The FDA approved talazoparib (Talzenna, Pfizer), a poly(adenosine diphosphate–ribose) polymerase inhibitor, for patients with deleterious or suspected deleterious germline BRCA-mutated (gBRCAm) HER2-negative locally advanced or metastatic breast cancer.
Patients must be selected for therapy based on an FDA-approved companion diagnostic for talazoparib.
Approval was based on EMBRACA, an open label trial randomly assigning 431 patients (2:1) with gBRCAm HER2-negative locally advanced or metastatic breast cancer to receive talazoparib (1 mg) or physician’s choice of chemotherapy (capecitabine, eribulin [Halaven, Eisai], gemcitabine or vinorelbine).

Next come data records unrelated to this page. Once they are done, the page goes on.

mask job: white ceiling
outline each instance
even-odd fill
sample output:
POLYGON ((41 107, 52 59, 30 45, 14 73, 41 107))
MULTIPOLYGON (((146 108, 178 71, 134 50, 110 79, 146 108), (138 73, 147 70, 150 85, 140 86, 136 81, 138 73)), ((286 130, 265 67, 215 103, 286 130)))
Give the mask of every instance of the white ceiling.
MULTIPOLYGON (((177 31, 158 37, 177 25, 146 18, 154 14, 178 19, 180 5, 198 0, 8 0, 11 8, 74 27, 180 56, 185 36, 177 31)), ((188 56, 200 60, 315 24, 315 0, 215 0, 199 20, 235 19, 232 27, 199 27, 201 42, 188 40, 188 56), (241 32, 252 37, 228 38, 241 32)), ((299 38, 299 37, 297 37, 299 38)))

All enrolled patients had a known deleterious or suspected deleterious gBRCA mutation and had received no more than three prior cytotoxic chemotherapy regimens for locally advanced or metastatic disease. Patients were required to have received treatment with an anthracycline and/or a taxane (unless contraindicated) in the neoadjuvant, adjuvant and/or metastatic treatment setting.
The prescribing information includes warnings and precautions for myelodysplastic syndrome/acute myeloid leukemia, myelosuppression and embryo-fetal toxicity. Most common adverse reactions of any grade were fatigue, anemia, nausea, neutropenia, headache, thrombocytopenia, vomiting, alopecia, diarrhea and decreased appetite. For the product insert, click here.
The FDA also approved the BRACAnalysis CDx test (Myriad Genetics) to identify patients with breast cancer with deleterious or suspected deleterious gBRCA mutation who are eligible for talazoparib. The effectiveness of the BRACAnalysis CDx test was based on the EMBRACA trial population for whom deleterious or suspected deleterious gBRCAm status was confirmed with either prospective or retrospective testing with BRACAnalysis CDx.